Three nights before the Elizabeth sinks – as the deadly mycobacterium is weaving its way through Annie Darwin's body in England, as France is mourning the sudden loss of Louis Daguerre to a heart attack, as Emily Dickinson is beginning to fall in love with Susan Gilbert in Amherst, as Harriet Hosmer is dreaming up her sculpture Hesper, the Evening Star in Boston – John Adams Whipple uses Harvard's Great Refractor telescope to make the first daguerreotype of a star: Vega, the second brightest star in the northern celestial hemisphere, object of one of Galileo's most ingenious experiments supporting his proof of heliocentricity. “Nothing should surprise us any more, who see the miracle of stars,” Elizabeth Barrett Browning wrote in Aurora Leigh.

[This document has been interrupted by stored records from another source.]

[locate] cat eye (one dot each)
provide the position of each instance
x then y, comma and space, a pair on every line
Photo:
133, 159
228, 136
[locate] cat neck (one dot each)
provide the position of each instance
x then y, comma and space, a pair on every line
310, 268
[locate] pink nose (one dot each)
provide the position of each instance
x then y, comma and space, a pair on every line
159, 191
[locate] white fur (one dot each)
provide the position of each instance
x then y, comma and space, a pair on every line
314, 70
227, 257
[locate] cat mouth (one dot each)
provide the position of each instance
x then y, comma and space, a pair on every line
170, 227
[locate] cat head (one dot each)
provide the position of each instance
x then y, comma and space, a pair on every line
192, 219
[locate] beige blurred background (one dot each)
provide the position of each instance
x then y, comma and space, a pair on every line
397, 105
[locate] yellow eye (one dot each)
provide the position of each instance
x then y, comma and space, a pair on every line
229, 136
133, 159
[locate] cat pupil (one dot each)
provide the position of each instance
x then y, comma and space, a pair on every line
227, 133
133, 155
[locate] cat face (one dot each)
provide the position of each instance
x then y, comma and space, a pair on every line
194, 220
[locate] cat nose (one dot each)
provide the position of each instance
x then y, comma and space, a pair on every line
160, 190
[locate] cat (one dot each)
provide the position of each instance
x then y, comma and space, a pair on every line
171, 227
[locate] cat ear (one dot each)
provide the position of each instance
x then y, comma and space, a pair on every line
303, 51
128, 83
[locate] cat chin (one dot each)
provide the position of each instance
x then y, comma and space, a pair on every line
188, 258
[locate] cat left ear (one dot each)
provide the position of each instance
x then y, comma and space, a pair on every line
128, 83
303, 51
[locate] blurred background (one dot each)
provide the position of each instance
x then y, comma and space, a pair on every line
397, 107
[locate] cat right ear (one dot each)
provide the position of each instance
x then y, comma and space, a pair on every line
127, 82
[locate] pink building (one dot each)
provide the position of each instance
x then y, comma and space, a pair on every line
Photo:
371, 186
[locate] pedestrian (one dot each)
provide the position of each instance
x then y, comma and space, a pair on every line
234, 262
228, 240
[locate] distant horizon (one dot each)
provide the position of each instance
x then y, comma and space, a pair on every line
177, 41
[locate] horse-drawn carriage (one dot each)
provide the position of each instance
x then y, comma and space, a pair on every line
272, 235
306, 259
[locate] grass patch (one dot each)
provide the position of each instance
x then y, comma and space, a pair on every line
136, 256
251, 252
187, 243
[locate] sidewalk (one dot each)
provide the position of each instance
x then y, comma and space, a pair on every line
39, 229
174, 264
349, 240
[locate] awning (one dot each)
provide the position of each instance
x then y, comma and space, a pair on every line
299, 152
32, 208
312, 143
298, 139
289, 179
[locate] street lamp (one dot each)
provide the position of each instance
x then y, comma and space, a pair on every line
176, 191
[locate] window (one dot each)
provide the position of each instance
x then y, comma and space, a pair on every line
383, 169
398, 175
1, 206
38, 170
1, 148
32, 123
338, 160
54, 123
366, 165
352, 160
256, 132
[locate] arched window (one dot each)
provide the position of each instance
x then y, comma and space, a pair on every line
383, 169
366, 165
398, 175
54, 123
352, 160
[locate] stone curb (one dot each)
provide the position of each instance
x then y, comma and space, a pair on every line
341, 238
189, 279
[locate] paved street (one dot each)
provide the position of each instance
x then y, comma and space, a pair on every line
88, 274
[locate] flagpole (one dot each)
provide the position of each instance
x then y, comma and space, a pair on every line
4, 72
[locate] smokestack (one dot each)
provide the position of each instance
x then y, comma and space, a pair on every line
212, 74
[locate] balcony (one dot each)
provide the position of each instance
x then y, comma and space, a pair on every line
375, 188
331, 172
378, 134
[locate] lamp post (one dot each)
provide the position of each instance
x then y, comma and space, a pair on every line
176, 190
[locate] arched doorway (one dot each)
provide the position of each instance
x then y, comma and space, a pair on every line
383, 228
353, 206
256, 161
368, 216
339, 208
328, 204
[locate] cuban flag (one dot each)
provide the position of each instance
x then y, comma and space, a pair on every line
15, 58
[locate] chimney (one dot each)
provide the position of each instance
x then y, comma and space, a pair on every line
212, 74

“Lives interweave with other lives, and out of the tapestry arise hints at answers to questions that raze to the bone of life: What are the building blocks of character, of contentment, of lasting achievement? How does a person come into self-possession and sovereignty of mind against the tide of convention and unreasoning collectivism? Does genius suffice for happiness, does distinction, does love?”
“Beyond any human lifetime, and often even within it, what is recorded is what is remembered, the records gradually displacing the actuality of lived events. And what is recorded is a fraction of what is thought, felt, acted out, lived- a fraction at best edited by the very act of its selection, at worst warped by rationalization or fictionalized by a deliberate retelling of reality.”
“Meanwhile, someplace in the world, somebody is making love and another a poem. Elsewhere in the universe, a star manyfold the mass of our third-rate sun is living out its final moments in a wild spin before collapsing into a black hole, its exhale bending spacetime itself into a well of nothingness that can swallow every atom that ever touched us and every datum we ever produced, every poem and statue and symphony we’ve ever known—an entropic spectacle insentient to questions of blame and mercy, devoid of why.”